Although there has been little research conducted on the problem, available data shows that nearly one in four women worldwide experience sexual violence by an intimate partner in their lifetime, and up to one-third of adolescent girls report their first sexual experience as being forced.

In Viet Nam, a MOLISA and Action Aid survey in 2016, which was conducted in five cities and provinces found that 51 per cent of women admitted that they had experienced sexual harassment at least once.

The topic of sexual violence is often considered too sensitive to discuss in public because people feel that it might create negative consequences for the victims of sexual violence and they are often blamed for getting abused. In face of the probability that their story will not be believed or turned against them, women keep silent.

A  study in Ho Chi Minh City and Ha Noi in 2014 revealed that among interviewees who had experienced sexual harassment, only 1.9 per cent said that they would seek formal justice and of all bystanders who witnessed harassment of women in public spaces, 65 per cent said they would not take any action. So often people assume that sexual violence only occurs outside of family and is caused by strangers, while in fact this is not the case. Many women are unsafe in their own homes. They are raped or sexually coerced by their husband. Yet, victims are too afraid to speak out.

Viet Nam has started to recognize the need to prevent and respond to forms of sexual violence against women. The amended Labour Code (2012) contains a prohibition of sexual harassment in the workplace, and the Education Law (2009) contains honour and dignity and prohibits behaviours such as abuse, including physical abuse in educational institutions. The Youth Law has one sentence about protecting youths from sexual abuse as the responsibility of the State. However, enforcement of these provisions and monitoring efforts need to be improved.

Distinguished guests,

While we need to tackle the issue of sexual violence from multiple fronts, I would like to highlight some key recommendations:

First, the existing normative, legal and policy frameworks to address  sexual violence need to be strengthened to ensure that sexual violence cases are treated strictly, perpetrators are  punished, women and girls are safe and supported;

Second, we need to make sure the availability of essential supporting services for GBV survivors and perpetrators to provide timely and effective support. Justice service must be a key essential service. In addition, we need to improve capacity for service providers to ensure support services are rights-based, victim-centered, and gender-sensitive.

Third, the coordination between ministries, departments, agencies and NGOs on gender equality, and in particular, those in charge to address GBV including sexual violence is strengthened to ensure comprehensive and effective support for sexual violence survivors.

Forth, address changes in the perceptions and behaviours of policy makers and the public, especially men and boys about GBV to create an enabling environment for survivors to speak out and seek help;  

Last but not the least, create positive male role models to engage men and boys for ending all forms of discrimination and violence against women.

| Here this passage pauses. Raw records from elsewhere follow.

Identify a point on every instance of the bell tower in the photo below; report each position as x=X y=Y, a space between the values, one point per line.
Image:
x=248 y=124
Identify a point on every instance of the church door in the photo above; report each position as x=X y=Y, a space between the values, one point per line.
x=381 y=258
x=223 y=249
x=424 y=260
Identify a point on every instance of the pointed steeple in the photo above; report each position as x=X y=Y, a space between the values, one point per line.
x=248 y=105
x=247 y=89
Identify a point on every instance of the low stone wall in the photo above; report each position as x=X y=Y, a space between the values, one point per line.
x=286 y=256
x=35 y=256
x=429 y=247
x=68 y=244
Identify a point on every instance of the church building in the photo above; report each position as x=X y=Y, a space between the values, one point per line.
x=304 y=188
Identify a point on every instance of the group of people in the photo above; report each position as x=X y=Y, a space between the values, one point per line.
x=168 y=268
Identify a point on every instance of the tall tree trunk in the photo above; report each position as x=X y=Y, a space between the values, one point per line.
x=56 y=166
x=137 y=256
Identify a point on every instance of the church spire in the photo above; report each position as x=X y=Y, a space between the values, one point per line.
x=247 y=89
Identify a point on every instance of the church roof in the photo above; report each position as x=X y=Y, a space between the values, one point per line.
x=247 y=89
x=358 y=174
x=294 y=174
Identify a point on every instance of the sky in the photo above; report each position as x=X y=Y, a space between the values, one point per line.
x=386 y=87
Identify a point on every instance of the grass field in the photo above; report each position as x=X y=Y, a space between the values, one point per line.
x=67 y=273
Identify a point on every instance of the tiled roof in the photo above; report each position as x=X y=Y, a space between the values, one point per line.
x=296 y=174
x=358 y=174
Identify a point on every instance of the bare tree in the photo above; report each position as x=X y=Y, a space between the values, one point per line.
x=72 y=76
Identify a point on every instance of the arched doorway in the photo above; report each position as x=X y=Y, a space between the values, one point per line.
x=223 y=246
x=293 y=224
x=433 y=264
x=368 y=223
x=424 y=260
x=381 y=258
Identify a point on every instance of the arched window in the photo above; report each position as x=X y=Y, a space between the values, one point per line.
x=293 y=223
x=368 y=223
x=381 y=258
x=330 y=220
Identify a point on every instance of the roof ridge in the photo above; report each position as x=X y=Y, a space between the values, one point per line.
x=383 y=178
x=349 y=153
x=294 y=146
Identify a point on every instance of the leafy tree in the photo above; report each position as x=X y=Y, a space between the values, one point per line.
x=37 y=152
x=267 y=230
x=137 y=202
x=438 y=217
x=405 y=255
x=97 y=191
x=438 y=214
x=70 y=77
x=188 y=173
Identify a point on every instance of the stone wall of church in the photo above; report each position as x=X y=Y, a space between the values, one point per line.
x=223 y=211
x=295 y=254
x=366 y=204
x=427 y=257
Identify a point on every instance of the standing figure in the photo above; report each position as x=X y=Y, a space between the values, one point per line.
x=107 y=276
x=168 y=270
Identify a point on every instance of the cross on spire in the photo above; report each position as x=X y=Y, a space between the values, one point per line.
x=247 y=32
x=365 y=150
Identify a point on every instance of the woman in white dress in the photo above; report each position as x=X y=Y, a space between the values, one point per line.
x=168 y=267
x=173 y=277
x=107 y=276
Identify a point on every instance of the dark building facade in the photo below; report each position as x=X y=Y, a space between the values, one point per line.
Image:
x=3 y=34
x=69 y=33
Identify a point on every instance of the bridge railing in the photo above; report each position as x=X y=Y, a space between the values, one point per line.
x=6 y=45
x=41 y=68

Men’s crucial contributions to this momentum include examining their power and behaviour, challenging other men and making change that lasts.

Ladies and gentlemen,

UNFPA and other UN agencies in Viet Nam are working to deliver on a comprehensive, multi-stakeholder, innovative initiative to end all forms of violence against women and girls by 2030, in line with the Sustainable Development Goals.

On this occasion, I call for enhanced joint efforts in making sure that women can live a life free of violence; enjoy equal access to opportunities and resources; Together, we can work towards a world where both men and women, and boys and girls, can enjoy life with dignity.

Ending violence against women should be a priority for every man and woman, government and company.  

Not until the half of our population represented by women and girls can live free of fear, violence and everyday insecurity, can we truly say we live in a fair and equal world.

Thank you very much for your attention and participation. I wish you all good health, happiness and success.